Asking these questions will help you if you do get hired and demonstrate to the employer that you’re taking the position seriously.
Gauge Your Compatibility
Although you can get a pretty good sense of what it’s like to work for a company during an interview, it’s hard to say right away if you’ll hit it off with your future boss and co-workers. In addition to inquiring about workplace culture, you could also ask employers a few more personal questions that could provide some insight into their personality such as:
What’s your favorite part of working here?
What attracted you to this job?
Tell me about your team? What’s working well and what could improve?
How they answer can reveal a lot about their working style. Plus, people like to know that you’re interested in their point of view.
Where am I Going?
This can be tricky. You want to ask about career advancement without making it seem as if the current job’s not good enough for you. But if the position offers little opportunity for growth, you obviously want to know.
A good way to bring it up is by asking where previous employees have gone after this position. If they all moved on to higher positions in the company, this is a good sign. But even if they moved on to better opportunities elsewhere, you at least know that the position still helped them advance to the next step.
Or you could just be direct and ask about opportunities for advancement and professional development. If you want to seem forward thinking, it helps to preface this question by inquiring about the future of the company and its plans for growth and new products.
Before you leave, it’s always a good idea to ask about the next steps in the process, when they’ll be finalizing their decision and if there’s anything they need from you to help them make their decision.

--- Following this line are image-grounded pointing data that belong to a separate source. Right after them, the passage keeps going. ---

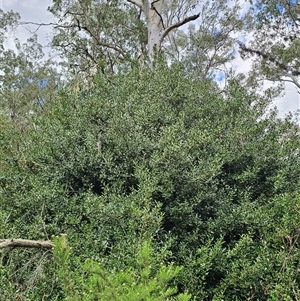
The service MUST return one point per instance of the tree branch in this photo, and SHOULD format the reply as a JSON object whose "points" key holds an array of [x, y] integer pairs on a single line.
{"points": [[271, 59], [136, 2], [171, 27], [25, 243]]}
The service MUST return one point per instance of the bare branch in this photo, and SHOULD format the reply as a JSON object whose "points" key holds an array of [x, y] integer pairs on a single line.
{"points": [[25, 243], [136, 2], [271, 59], [176, 25]]}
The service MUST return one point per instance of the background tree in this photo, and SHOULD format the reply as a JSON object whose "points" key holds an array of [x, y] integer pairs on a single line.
{"points": [[275, 43], [93, 33]]}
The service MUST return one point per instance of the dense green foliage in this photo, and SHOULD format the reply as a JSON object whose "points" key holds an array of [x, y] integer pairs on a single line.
{"points": [[208, 176]]}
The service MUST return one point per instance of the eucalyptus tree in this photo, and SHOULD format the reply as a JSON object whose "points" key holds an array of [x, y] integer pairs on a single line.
{"points": [[27, 77], [275, 46]]}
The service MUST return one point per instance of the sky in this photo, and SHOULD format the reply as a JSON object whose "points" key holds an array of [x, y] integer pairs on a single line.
{"points": [[36, 11]]}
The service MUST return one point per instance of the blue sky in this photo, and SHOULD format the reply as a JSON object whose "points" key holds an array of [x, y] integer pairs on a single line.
{"points": [[36, 11]]}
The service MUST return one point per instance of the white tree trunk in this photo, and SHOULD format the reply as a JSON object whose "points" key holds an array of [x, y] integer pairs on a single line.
{"points": [[154, 25]]}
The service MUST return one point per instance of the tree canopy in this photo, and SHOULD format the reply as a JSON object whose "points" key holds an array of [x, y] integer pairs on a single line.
{"points": [[140, 178]]}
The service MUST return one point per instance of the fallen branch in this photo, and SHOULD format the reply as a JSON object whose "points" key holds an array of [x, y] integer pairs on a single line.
{"points": [[25, 243]]}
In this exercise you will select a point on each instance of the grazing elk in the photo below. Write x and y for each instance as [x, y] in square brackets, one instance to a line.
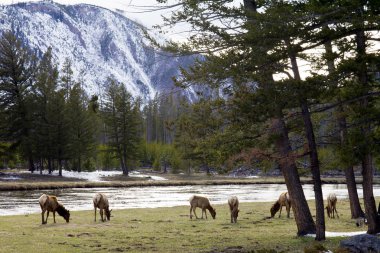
[51, 204]
[283, 200]
[201, 202]
[233, 202]
[100, 201]
[331, 206]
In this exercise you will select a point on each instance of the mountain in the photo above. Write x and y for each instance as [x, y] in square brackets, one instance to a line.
[100, 44]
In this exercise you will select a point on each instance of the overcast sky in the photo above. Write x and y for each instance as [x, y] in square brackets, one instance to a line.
[133, 9]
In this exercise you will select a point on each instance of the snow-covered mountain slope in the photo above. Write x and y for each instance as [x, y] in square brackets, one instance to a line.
[100, 44]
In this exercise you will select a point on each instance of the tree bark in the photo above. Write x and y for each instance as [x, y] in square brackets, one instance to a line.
[356, 210]
[313, 152]
[367, 166]
[302, 214]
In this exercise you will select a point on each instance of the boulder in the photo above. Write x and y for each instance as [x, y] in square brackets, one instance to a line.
[361, 243]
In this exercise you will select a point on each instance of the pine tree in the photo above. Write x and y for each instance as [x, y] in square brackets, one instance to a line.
[121, 117]
[44, 93]
[17, 66]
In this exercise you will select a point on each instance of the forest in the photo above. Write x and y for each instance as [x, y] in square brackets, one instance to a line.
[260, 106]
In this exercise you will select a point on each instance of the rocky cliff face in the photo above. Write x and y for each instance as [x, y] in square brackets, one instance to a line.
[100, 44]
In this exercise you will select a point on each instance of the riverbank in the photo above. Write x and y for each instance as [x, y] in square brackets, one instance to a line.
[29, 181]
[168, 230]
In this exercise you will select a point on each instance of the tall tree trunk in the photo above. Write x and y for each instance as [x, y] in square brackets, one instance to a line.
[356, 210]
[50, 169]
[31, 164]
[79, 164]
[313, 152]
[302, 215]
[367, 166]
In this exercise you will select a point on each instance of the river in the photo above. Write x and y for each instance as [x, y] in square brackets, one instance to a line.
[26, 202]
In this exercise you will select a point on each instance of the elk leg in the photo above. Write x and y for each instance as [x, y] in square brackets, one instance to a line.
[288, 209]
[195, 212]
[42, 216]
[337, 215]
[101, 214]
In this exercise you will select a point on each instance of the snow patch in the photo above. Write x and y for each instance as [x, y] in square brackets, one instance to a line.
[340, 234]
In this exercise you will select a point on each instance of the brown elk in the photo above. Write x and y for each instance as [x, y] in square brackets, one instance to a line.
[283, 200]
[233, 203]
[51, 204]
[331, 206]
[203, 203]
[100, 201]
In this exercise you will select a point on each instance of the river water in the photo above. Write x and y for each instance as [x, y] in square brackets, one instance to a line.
[26, 202]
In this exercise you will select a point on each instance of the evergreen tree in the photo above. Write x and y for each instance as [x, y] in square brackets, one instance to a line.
[17, 67]
[82, 127]
[121, 117]
[44, 94]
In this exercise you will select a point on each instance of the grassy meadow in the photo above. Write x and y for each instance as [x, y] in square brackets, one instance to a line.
[167, 230]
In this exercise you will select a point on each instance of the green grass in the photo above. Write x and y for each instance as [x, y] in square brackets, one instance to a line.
[166, 230]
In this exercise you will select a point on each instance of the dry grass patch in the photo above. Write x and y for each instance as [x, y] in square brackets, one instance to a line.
[166, 230]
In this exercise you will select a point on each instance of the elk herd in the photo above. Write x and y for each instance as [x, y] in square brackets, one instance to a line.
[50, 204]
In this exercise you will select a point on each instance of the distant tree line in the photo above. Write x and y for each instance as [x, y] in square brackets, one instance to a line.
[329, 118]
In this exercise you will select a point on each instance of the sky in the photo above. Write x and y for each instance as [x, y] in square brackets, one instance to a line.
[133, 9]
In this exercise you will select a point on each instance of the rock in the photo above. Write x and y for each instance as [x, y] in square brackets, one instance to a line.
[361, 243]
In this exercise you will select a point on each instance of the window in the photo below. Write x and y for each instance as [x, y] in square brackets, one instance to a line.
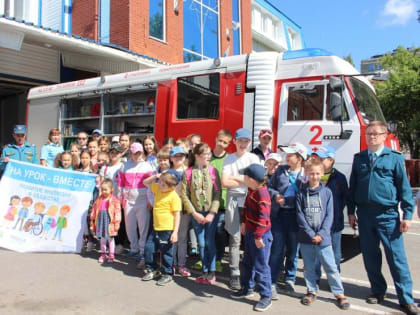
[156, 19]
[198, 97]
[201, 29]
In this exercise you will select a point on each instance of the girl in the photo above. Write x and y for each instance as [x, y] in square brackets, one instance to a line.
[151, 149]
[133, 196]
[283, 187]
[201, 192]
[105, 219]
[53, 147]
[104, 144]
[177, 157]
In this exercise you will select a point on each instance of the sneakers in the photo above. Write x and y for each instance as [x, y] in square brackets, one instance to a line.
[150, 275]
[263, 304]
[219, 266]
[242, 293]
[234, 283]
[183, 271]
[274, 294]
[164, 280]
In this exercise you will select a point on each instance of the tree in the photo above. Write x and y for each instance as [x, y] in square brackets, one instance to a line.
[400, 95]
[349, 59]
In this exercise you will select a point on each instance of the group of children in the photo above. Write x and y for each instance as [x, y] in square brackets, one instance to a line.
[275, 210]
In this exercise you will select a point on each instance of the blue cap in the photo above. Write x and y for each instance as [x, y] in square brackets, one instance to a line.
[177, 150]
[175, 174]
[99, 131]
[325, 152]
[243, 133]
[19, 129]
[255, 171]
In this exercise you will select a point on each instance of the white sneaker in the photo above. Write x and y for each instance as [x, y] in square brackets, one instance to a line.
[119, 249]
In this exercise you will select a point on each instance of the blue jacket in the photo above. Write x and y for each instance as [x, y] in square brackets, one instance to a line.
[278, 184]
[381, 186]
[316, 221]
[337, 183]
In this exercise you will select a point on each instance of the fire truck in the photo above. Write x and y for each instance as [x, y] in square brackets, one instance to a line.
[308, 96]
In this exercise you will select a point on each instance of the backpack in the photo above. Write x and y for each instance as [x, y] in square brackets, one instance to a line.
[212, 171]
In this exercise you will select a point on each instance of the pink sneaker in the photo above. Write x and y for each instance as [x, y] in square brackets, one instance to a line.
[183, 271]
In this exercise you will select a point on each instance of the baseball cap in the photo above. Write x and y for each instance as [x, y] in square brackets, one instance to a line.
[266, 132]
[296, 147]
[19, 129]
[243, 133]
[177, 150]
[115, 146]
[274, 156]
[99, 131]
[136, 147]
[175, 174]
[325, 152]
[255, 171]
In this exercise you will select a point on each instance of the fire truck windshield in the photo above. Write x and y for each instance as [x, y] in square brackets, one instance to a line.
[366, 101]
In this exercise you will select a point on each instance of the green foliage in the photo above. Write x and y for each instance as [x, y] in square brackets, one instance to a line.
[399, 96]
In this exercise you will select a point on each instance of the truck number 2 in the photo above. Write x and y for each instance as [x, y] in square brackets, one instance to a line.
[318, 130]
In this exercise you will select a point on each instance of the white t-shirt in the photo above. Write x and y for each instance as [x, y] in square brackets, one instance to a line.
[233, 165]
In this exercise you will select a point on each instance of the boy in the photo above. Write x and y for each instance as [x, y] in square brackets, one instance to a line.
[232, 179]
[337, 183]
[255, 227]
[218, 157]
[166, 216]
[314, 206]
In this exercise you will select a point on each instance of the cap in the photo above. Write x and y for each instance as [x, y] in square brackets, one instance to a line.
[325, 152]
[243, 133]
[274, 156]
[175, 174]
[255, 171]
[266, 132]
[115, 146]
[136, 147]
[177, 150]
[298, 148]
[99, 131]
[19, 129]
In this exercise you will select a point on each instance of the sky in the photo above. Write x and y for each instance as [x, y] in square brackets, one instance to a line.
[362, 28]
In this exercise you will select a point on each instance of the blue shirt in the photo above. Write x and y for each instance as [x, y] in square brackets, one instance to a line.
[49, 152]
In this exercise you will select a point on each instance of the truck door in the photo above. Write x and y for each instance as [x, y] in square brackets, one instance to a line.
[304, 116]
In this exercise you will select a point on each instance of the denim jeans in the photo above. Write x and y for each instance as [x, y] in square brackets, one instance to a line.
[159, 241]
[325, 255]
[206, 234]
[336, 245]
[284, 229]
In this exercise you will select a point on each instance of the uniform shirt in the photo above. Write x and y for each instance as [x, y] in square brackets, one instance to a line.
[49, 152]
[166, 204]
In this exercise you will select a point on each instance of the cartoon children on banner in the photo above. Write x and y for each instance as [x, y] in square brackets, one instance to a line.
[9, 217]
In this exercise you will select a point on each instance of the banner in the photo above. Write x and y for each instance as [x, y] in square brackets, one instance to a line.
[43, 209]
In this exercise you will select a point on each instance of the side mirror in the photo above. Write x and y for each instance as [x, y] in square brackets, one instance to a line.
[336, 84]
[335, 106]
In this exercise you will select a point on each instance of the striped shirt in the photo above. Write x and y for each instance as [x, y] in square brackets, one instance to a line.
[256, 212]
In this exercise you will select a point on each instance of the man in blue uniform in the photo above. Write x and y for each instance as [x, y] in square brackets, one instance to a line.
[20, 150]
[378, 186]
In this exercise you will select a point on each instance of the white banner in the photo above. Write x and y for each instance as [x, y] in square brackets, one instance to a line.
[43, 209]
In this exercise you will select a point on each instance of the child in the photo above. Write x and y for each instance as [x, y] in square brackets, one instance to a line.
[105, 220]
[165, 226]
[255, 227]
[133, 195]
[219, 154]
[235, 198]
[201, 192]
[283, 187]
[314, 206]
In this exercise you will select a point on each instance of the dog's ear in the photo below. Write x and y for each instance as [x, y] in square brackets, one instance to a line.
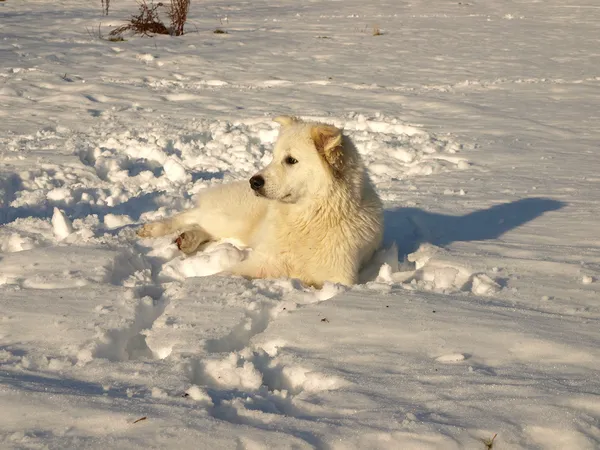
[285, 121]
[328, 142]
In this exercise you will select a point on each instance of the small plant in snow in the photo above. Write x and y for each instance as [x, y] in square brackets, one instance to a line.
[147, 22]
[489, 443]
[178, 15]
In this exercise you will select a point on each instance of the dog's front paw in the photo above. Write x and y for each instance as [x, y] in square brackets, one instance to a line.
[154, 229]
[190, 241]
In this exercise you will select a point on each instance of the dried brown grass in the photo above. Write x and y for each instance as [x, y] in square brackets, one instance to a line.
[147, 22]
[178, 12]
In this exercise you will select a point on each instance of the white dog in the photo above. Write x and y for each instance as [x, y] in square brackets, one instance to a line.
[311, 214]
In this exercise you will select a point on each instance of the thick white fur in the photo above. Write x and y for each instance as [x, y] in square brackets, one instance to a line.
[317, 220]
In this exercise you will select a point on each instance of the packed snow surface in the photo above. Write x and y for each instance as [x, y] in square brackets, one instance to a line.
[479, 124]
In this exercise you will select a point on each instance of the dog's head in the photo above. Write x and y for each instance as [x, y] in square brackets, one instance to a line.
[307, 159]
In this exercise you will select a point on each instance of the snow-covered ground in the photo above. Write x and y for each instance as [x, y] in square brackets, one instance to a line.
[479, 122]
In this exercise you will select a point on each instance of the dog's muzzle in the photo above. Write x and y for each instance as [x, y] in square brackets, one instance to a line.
[257, 182]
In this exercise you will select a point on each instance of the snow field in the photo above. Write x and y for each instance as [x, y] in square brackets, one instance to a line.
[478, 123]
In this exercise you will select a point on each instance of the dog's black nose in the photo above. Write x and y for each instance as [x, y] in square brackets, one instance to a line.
[256, 182]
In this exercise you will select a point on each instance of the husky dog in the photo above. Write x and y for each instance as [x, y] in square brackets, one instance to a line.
[311, 214]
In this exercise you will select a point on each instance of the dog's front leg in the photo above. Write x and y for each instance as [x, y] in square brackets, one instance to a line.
[180, 222]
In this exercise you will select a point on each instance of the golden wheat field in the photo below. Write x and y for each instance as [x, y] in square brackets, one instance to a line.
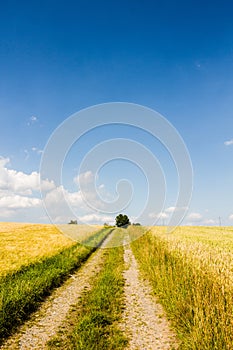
[209, 248]
[24, 243]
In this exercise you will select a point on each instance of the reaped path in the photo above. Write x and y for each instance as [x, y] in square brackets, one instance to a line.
[144, 321]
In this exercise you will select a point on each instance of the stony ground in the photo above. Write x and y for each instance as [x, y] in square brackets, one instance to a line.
[144, 321]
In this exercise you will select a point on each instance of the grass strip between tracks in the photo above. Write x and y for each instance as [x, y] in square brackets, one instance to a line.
[95, 321]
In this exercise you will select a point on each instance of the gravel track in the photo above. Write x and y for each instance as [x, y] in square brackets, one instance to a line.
[45, 323]
[144, 320]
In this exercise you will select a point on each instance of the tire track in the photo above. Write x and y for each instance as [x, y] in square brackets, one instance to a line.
[144, 321]
[45, 323]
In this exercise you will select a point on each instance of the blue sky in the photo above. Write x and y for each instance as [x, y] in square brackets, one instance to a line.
[59, 57]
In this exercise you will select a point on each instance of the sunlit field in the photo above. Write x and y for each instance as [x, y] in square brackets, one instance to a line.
[22, 244]
[34, 260]
[191, 270]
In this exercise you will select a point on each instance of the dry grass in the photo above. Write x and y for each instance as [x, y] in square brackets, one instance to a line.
[22, 243]
[191, 271]
[209, 248]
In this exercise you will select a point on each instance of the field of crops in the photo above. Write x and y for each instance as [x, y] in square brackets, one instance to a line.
[34, 260]
[191, 271]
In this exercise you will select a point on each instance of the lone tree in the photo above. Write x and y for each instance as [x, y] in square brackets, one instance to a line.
[122, 220]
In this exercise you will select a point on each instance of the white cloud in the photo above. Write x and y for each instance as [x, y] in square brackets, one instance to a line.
[37, 150]
[228, 143]
[32, 120]
[84, 178]
[19, 182]
[97, 218]
[194, 216]
[18, 202]
[160, 215]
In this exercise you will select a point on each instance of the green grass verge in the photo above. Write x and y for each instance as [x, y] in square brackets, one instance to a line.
[198, 305]
[22, 291]
[101, 308]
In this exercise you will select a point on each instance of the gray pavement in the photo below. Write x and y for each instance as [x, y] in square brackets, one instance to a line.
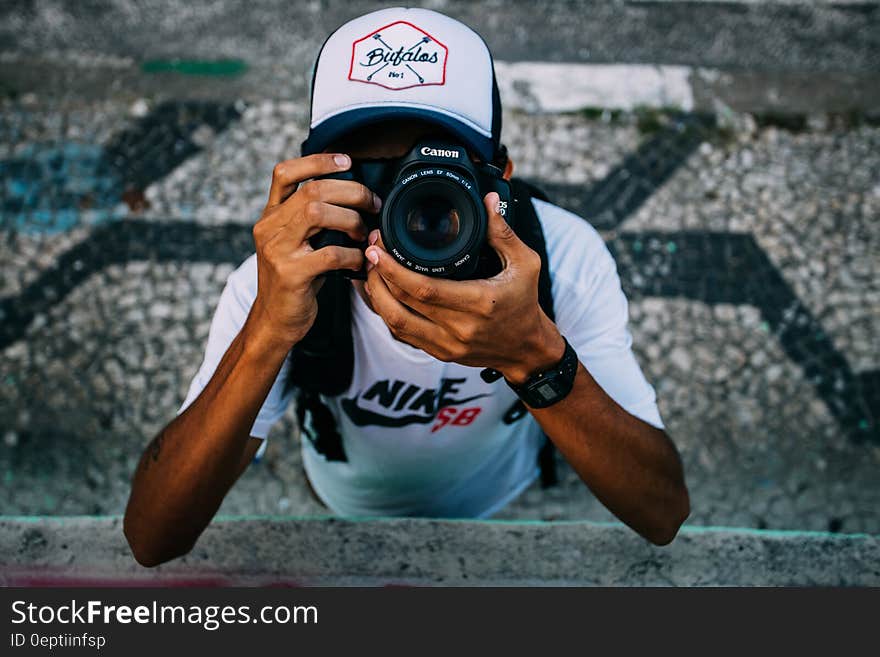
[408, 552]
[746, 240]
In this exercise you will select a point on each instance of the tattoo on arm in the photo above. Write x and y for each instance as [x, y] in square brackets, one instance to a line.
[154, 448]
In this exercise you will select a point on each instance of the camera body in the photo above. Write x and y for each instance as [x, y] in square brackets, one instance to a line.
[433, 220]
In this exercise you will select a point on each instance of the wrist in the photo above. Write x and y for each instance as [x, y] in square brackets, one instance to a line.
[262, 341]
[542, 350]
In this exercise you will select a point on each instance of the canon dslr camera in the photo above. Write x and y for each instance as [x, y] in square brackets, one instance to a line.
[433, 220]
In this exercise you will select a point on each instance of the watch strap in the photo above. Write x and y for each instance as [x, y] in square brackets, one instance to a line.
[550, 386]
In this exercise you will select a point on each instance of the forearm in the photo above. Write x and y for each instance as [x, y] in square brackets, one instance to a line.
[631, 467]
[186, 471]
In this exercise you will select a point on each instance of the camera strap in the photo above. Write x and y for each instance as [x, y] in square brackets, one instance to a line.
[322, 363]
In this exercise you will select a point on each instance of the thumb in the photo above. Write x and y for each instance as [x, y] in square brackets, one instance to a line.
[500, 235]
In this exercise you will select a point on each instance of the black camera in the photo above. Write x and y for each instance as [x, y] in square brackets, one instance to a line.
[433, 220]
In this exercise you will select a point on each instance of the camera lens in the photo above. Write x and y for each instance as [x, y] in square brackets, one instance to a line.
[433, 222]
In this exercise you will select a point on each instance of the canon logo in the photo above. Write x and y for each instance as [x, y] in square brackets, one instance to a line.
[438, 152]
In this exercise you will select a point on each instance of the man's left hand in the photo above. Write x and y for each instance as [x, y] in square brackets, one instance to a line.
[495, 322]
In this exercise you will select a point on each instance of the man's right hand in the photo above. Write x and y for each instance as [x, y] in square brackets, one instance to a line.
[288, 269]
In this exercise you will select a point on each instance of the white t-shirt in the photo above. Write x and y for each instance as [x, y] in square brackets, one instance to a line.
[426, 438]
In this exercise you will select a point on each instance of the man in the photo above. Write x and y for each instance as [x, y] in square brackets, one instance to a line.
[424, 434]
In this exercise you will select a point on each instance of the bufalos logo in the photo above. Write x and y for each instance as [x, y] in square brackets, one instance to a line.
[398, 56]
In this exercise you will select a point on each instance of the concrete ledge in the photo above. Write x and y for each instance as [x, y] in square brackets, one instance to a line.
[328, 551]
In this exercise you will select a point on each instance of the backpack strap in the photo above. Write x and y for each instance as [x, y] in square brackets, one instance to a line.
[528, 228]
[323, 361]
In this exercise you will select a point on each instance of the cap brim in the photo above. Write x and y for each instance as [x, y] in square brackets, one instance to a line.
[337, 126]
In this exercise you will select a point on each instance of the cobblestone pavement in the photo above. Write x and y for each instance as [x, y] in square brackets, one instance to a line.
[748, 247]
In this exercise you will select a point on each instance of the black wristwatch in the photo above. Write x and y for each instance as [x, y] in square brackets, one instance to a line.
[550, 386]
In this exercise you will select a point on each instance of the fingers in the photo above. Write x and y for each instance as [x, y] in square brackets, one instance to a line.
[320, 215]
[401, 321]
[288, 174]
[347, 193]
[424, 290]
[502, 237]
[329, 258]
[312, 206]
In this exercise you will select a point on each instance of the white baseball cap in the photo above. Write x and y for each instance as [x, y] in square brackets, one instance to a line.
[402, 63]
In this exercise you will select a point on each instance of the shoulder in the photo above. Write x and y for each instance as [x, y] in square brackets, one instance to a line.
[576, 251]
[241, 284]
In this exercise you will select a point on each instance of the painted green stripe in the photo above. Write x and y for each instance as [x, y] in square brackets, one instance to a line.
[214, 67]
[686, 529]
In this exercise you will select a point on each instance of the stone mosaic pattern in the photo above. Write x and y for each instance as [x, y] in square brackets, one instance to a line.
[749, 253]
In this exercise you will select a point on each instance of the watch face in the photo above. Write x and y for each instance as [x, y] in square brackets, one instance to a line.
[546, 391]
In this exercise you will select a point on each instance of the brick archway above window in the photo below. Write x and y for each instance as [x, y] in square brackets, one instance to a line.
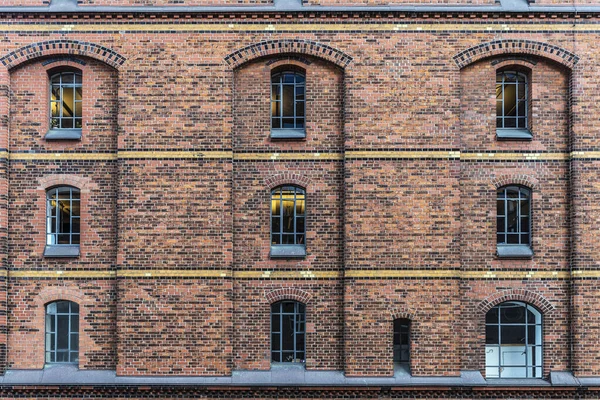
[288, 294]
[536, 300]
[286, 178]
[515, 46]
[523, 180]
[62, 46]
[288, 46]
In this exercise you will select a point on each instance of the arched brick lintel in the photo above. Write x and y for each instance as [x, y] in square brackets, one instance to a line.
[526, 296]
[62, 46]
[287, 46]
[515, 46]
[523, 180]
[286, 178]
[288, 294]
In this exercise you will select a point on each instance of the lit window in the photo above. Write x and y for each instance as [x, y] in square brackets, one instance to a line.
[288, 331]
[511, 100]
[513, 221]
[62, 222]
[287, 104]
[402, 340]
[513, 341]
[66, 100]
[62, 332]
[288, 222]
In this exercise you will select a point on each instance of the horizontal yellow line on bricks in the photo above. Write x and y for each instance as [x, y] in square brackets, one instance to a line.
[174, 273]
[61, 274]
[175, 154]
[288, 156]
[63, 156]
[287, 274]
[402, 154]
[293, 27]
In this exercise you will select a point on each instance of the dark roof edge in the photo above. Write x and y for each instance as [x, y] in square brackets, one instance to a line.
[296, 6]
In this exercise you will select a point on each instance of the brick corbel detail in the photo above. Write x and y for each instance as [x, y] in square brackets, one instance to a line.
[523, 180]
[515, 46]
[286, 178]
[287, 46]
[288, 294]
[62, 46]
[536, 300]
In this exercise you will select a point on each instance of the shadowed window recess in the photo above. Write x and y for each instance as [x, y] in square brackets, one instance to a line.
[513, 341]
[288, 326]
[513, 221]
[288, 222]
[512, 105]
[288, 99]
[66, 96]
[62, 332]
[63, 222]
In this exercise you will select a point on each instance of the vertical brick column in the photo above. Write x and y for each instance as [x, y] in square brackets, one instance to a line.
[4, 108]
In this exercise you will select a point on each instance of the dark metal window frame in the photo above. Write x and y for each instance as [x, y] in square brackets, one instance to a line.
[404, 325]
[531, 370]
[299, 121]
[501, 195]
[298, 331]
[500, 119]
[53, 336]
[62, 86]
[52, 195]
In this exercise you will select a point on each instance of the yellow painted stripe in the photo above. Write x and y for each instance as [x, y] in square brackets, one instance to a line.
[175, 154]
[293, 27]
[402, 154]
[408, 154]
[175, 273]
[289, 156]
[61, 274]
[62, 156]
[306, 274]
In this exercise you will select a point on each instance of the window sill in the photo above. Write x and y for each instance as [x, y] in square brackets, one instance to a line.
[63, 251]
[288, 134]
[63, 134]
[514, 251]
[288, 251]
[513, 134]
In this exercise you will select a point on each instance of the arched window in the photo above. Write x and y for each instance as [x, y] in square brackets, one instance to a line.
[288, 323]
[511, 100]
[513, 341]
[62, 332]
[62, 222]
[288, 104]
[288, 222]
[513, 221]
[402, 341]
[66, 96]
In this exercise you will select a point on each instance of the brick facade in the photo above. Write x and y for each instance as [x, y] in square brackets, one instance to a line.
[400, 164]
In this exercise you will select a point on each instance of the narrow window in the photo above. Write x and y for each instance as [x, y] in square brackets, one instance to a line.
[288, 104]
[62, 222]
[512, 107]
[402, 341]
[62, 332]
[513, 341]
[513, 221]
[288, 331]
[288, 222]
[66, 100]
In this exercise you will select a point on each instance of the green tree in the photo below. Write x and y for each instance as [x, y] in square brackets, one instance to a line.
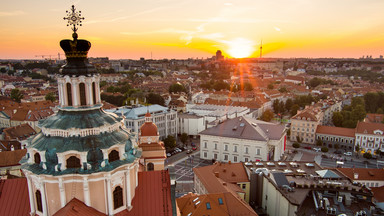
[267, 115]
[170, 142]
[337, 119]
[288, 104]
[184, 138]
[153, 98]
[16, 95]
[248, 86]
[294, 109]
[50, 96]
[177, 88]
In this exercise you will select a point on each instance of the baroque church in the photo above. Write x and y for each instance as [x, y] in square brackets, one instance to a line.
[84, 161]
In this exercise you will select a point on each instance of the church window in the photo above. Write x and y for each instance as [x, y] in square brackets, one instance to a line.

If you’re feeling confident, you could ask about the particular skills and experiences they’re looking for in a candidate and if there’s anything that concerns them about your qualifications. Try to anticipate possible weaknesses in your background so that you’re able to respond in your favor.
And don’t ask about salary, benefits or other concessions. This should be reserved until after they’ve made an offer.
Finally, don’t spend as much time asking questions as you did answering them. Everybody’s busy, after all. Try to wrap it up before the interviewer seems impatient. You want to come across as a thoughtful, reliable and detail-oriented candidate, not a pest.